Alfred Chester Beatty was a brilliant British businessman who was the Chairman of Selection Trust Ltd., sold at the time of his retirement for a sum said to have represented the largest financial transaction in British commercial history.
His father, of the same name, is much better known, through the Chester Beatty Cancer Research Institute in London and the Chester Beatty Art Gallery in Dublin. Chester Beatty Sr made his own fortune out of mining precious metals and the son expanded on this using scientific exploration techniques that led to an increased rate of discovery of precious metal deposits.
He had a great love of horses and was a master of foxhounds. And an art connoisseur. Van Gogh painted several copies of the Sunflowers. Chester Beatty bought one in the early 1930s for a few thousand pounds. When it was sold, after Mr. Beatty's death, it achieved a record for the sale price of any painting up to that date.
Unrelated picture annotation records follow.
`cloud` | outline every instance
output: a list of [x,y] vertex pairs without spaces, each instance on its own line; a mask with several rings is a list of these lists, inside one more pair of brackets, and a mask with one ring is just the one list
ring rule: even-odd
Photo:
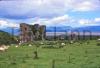
[[17,23],[11,23],[11,22],[8,22],[8,21],[5,21],[5,20],[0,20],[0,29],[7,28],[7,27],[18,28],[19,24],[17,24]]
[[99,22],[100,23],[100,18],[95,18],[95,22]]
[[93,11],[98,10],[100,8],[99,6],[100,2],[99,0],[84,0],[78,4],[76,4],[74,11]]
[[98,0],[14,0],[0,2],[0,16],[14,19],[56,17],[69,11],[99,9]]
[[68,26],[70,23],[71,17],[68,15],[54,17],[52,19],[47,18],[36,18],[31,24],[41,24],[46,26]]
[[94,18],[94,19],[79,19],[78,23],[80,26],[95,26],[100,25],[100,18]]

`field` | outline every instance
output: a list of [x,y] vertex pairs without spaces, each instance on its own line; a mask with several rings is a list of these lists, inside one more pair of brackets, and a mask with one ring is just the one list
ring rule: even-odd
[[[11,45],[7,51],[0,52],[0,68],[100,68],[99,41],[40,42],[32,46]],[[37,51],[37,59],[34,59],[34,51]]]

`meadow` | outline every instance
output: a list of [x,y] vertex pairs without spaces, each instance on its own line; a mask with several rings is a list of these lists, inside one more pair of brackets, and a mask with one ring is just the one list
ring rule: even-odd
[[11,45],[7,51],[0,52],[0,68],[100,68],[99,42],[36,41],[32,46]]

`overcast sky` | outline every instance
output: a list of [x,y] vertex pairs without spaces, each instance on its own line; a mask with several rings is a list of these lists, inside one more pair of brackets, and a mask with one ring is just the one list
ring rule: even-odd
[[83,27],[100,25],[100,0],[2,0],[0,29],[19,23]]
His interest in the precious metals led him into biochemistry where he became fascinated with the Krebs’ Cycle and carried out theoretical investigations which convinced him that Krebs was wrong on a certain number of points. W. J. Whelan, then General Secretary of the IUB, was introduced to Mr. Beatty via his physician and got to know him quite well such that in 1978 Mr. Beatty gave the IUB a sum of money that permanently endowed the Chester Beatty Plenary Lecture, given at each IUB/IUBMB Congress since 1979.